China Railway Engineering Equipment Group Co., Ltd.
- Native name: 中铁工程装备集团有限公司
- Company type: State-owned enterprise
- Industry: Equipment manufacturing
- Predecessor: China Railway Tunnel Equipment Manufacturing Co., Ltd.
- Founded: 22 December 2009; 16 years ago
- Headquarters: No. 99, Sixth Avenue, Zhengzhou Economic and Technological Development Zone, Henan Province, China
- Key people: Lin Junke (legal representative, chairman)
- Products: Tunnel boring machine
- Services: Equipment leasing and overhaul, electromechanical engineering construction, technical services, etc.
- Revenue: 2.5 billion RMB (2013)
- Number of employees: 1,300 (2015)
- Subsidiaries: China Railway Engineering Equipment Group Shield Machine Manufacturing Co., Ltd. China Railway Engineering Equipment Group Tunnel Equipment Manufacturing Company China Railway Engineering Equipment Group Technology Service Co., Ltd. China Railway Engineering Equipment Group Mechanical and Electrical Engineering Co., Ltd. China Railway Engineering Equipment Group Drill Rig Manufacturing Co., Ltd.
- Website: www.crectbm.com

= China Railway Engineering Equipment Group =

Chinese construction company

China Railway Engineering Equipment Group Co., Ltd. (中铁工程装备集团有限公司, abbreviated as CERG ("中铁装备")) is a construction machinery manufacturing enterprise under China Railway Group Limited, registered in Zhengzhou, Henan Province. Its most well-known product is the Tunnel boring machine.

As of 2025, the company has received more than 1,800 orders for shield machines and TBMs in total, with its products exported to 34 countries and regions worldwide.

== History ==
On 22 December 2009, China Railway Tunnel Equipment Manufacturing Co., Ltd. was established in Zhengzhou National Economic and Technological Development Zone, which is the predecessor of China Railway Engineering Equipment Group.

On 29 June 2012, the company signed a procurement contract for the CTE6630 shield machine with MMC–GAMUDA in Kuala Lumpur of Malaysia, marking the first time that China Railway's shield equipment entered the international market.

In November 2013, the company completed the acquisition of the intellectual property and brand usage rights related to hard rock tunnel boring machines and shaft drilling rigs from the German company Aker Wirth GmbH, marking the beginning of Chinese enterprises independently mastering core shield machine technologies.

In 2014, the world's largest rectangular shield machine independently developed by the company was successfully launched in Zhengzhou.

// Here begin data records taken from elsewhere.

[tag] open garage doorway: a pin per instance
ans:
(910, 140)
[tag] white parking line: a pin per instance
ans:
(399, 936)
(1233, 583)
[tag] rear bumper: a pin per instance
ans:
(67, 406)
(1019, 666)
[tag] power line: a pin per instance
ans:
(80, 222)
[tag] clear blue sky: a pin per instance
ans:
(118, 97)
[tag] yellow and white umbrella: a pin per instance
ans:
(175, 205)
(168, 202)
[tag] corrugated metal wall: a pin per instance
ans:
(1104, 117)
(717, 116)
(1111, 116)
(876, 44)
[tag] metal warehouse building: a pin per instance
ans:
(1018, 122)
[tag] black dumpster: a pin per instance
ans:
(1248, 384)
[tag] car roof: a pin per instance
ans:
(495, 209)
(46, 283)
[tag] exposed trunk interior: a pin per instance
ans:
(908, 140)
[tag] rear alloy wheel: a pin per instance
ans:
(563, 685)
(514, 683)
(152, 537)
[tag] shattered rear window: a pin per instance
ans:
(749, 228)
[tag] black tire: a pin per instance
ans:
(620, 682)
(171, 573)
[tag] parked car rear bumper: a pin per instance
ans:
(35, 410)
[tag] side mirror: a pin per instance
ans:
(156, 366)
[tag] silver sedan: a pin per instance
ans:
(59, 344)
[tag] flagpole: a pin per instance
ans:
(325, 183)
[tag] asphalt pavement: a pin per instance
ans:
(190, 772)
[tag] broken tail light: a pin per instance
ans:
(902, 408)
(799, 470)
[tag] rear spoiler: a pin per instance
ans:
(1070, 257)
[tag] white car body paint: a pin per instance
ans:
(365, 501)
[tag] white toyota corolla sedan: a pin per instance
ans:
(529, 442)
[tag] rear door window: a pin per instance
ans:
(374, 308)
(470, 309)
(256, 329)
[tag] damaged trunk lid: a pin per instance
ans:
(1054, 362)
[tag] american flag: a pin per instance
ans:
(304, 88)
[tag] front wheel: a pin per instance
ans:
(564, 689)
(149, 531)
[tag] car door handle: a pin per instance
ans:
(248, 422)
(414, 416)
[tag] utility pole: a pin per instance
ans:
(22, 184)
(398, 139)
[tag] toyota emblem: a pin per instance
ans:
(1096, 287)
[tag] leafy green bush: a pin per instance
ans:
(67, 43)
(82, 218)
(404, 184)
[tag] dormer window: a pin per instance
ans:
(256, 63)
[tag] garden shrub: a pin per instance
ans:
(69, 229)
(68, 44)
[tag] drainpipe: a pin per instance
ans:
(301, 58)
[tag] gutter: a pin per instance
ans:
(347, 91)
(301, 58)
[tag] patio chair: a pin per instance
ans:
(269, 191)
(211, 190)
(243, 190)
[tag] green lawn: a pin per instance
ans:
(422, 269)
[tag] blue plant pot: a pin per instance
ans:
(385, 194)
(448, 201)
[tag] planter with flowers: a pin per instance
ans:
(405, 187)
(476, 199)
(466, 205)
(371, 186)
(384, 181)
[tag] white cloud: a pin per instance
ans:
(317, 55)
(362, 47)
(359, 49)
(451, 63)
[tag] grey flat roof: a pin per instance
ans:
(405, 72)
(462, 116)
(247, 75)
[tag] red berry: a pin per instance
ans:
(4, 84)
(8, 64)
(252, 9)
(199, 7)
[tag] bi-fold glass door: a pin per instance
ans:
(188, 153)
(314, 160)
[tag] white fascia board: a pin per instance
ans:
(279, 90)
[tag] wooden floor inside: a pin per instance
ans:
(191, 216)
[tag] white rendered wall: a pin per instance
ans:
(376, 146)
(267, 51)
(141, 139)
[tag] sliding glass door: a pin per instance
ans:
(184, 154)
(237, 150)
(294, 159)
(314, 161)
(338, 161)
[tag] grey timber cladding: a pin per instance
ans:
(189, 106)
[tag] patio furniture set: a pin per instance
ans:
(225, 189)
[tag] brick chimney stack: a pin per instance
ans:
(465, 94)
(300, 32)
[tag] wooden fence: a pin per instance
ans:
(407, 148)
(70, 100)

Starting from 2023, the company's shield equipment has been used in overseas construction projects such as the São Paulo Metro in Brazil and the KK highway tunnels in Georgia.

On 30 July 2025, China Railway Engineering Equipment Group customized and developed two super-large-diameter shield machines, "Patigarrang" and "Barangaroo", for the Western Harbour project in Sydney. Both machines have an excavation diameter of 15.7 metres, an overall length of about 113 metres, and a weight of more than 4,300 tonnes. They are used for the twin-bore road tunnel of the Western Harbour undersea tunnel in Sydney. The tunnel follows an overall S-shaped alignment, with a maximum overburden depth of about 52 metres below sea level and passes through a variety of complex strata.